The founders then saw the opportunity in the cross-border real estate scene when they realized how difficult it is for OFWs (overseas Filipino workers) to pay for their homes in the Philippines while residing abroad. AQWIRE (a play on words of “acquire”) was then introduced in 2018 as the real estate arm of Qwikwire.
AQWIRE reduced cost by more than 95% since using Xendit
In 2020, the team decided to integrate with Xendit to enable even more payment methods on their platform. We chatted with the people at Qwikwire, to understand how they were introduced to Xendit and how their journey with us has been.
AQWIRE was introduced to Xendit by our very own managing director, Yang Yang Zhang. “I have known Yang from PDAX and the Philippine fintech community for some time. I saw her at the airport when I was flying to Singapore for business a couple of years ago. She mentioned she already moved to Xendit during our chat while waiting for our flight at the gate. I saw she was really excited to bring it to the Philippines.” said Ray Refundo, Qwikwire’s founder and CEO.
The team then decided to integrate with Xendit to support them to provide more payment options for their users, particularly direct debit payments from various local banks. Xendit’s integration helped them reduce fees, as well as the effort to maintain multiple integration with multiple bank partners.
“Before Xendit, we could only accept card and e-wallet payments, which had pretty high fees considering that our average transaction size is very large. The online banking option helped us reduce our fees by more than 95%.”
Kenji Yuchengco, Qwikwire’s COO and Head of Strategy mentioned that the strong adoption of digital payments in the market has worked to AQWIRE’s favor. “The more options we have integrated into our service translate into added value for our customers.”, Kenji added.
“In the first half of the year, we have already processed over $30M in volume. For comparison, in 2019 we had a total GMV of $31M while in 2020, we reached $44.7M.”
What’s next for AQWIRE?
AQWIRE has seen success in the real estate scene but they aim to go beyond that. Their vision is to become the leading cross-border payment solution, not just in the Philippines, but in Southeast Asia, and soon, the entire continent.

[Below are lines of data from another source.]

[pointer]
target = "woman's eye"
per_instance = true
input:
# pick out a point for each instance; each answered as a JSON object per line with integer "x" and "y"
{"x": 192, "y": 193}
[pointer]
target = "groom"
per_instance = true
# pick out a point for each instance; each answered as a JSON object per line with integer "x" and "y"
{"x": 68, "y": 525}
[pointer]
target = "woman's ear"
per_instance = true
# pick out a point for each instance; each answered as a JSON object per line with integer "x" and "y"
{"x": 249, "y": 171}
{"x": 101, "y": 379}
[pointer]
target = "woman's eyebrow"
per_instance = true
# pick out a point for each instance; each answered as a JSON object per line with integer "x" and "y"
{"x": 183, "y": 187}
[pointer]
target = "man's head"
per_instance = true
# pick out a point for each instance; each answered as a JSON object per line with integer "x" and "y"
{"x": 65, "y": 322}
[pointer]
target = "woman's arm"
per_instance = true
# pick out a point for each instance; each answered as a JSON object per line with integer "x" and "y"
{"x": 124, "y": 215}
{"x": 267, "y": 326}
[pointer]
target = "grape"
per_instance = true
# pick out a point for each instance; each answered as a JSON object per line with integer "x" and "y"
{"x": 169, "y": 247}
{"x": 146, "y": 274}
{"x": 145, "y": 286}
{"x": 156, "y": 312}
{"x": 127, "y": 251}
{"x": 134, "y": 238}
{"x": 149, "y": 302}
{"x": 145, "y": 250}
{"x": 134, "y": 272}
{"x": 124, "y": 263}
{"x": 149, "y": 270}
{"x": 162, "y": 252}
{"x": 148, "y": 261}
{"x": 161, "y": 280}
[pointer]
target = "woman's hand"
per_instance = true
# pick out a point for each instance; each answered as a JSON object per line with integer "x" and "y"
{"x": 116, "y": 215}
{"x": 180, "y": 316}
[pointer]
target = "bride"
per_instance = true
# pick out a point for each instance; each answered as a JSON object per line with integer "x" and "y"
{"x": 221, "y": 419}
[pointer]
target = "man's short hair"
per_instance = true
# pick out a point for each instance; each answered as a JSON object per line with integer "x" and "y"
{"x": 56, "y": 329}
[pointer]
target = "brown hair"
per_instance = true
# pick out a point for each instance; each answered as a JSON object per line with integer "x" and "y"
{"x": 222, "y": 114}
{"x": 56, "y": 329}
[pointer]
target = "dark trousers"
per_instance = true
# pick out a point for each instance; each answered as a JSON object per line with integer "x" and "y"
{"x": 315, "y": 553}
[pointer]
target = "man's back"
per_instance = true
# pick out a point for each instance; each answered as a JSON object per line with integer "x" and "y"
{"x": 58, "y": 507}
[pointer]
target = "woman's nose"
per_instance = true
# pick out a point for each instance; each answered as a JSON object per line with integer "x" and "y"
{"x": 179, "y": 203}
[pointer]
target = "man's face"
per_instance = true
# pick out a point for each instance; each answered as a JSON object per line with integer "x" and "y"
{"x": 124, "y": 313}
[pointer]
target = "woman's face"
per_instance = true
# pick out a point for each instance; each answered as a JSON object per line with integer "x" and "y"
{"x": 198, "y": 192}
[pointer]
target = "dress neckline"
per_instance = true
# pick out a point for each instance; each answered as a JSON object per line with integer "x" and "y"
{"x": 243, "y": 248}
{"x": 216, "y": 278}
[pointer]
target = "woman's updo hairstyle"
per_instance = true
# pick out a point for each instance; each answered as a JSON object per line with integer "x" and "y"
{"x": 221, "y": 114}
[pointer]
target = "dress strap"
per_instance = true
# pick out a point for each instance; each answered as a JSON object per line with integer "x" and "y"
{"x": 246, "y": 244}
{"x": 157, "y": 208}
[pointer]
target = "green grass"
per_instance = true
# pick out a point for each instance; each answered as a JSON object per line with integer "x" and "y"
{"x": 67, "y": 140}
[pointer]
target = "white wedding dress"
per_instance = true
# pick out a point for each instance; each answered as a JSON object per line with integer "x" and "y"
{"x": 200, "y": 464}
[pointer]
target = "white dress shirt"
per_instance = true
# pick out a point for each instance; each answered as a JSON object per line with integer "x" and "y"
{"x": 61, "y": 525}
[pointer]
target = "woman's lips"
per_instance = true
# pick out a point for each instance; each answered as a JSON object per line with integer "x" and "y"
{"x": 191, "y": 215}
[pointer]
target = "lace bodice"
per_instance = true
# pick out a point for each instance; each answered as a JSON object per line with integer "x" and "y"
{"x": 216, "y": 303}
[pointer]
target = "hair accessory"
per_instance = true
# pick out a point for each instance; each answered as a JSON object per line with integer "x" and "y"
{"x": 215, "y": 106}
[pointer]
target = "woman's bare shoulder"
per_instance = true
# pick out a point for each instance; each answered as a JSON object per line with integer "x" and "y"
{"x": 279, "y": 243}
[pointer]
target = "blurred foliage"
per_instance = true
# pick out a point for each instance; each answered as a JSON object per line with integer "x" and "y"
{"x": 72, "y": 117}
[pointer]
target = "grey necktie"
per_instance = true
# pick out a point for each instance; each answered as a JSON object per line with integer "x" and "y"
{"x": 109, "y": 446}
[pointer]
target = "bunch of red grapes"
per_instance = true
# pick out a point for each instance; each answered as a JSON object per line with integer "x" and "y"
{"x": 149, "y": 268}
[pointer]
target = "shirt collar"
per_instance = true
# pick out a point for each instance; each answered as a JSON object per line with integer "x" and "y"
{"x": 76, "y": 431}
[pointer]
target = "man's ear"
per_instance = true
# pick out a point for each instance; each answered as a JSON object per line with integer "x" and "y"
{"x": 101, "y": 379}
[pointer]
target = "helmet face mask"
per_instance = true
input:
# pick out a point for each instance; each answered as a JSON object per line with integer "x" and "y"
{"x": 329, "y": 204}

Kenji mentioned that AQWIRE priority at the moment is developing capabilities to provide our users with more convenience and better rates. That means we are working on strategic partnerships from around the globe that will allow them to serve users better wherever they may be.
The company is also working on the next round of funding which should put it in a position to build a stronger back-end infrastructure and develop more products that will allow for market expansion.
“It is our goal to expand outside the real estate vertical, in which we are already a leader at. We aim to serve other verticals that need an efficient payment solution such as schools, hospitals, insurance, and loans.”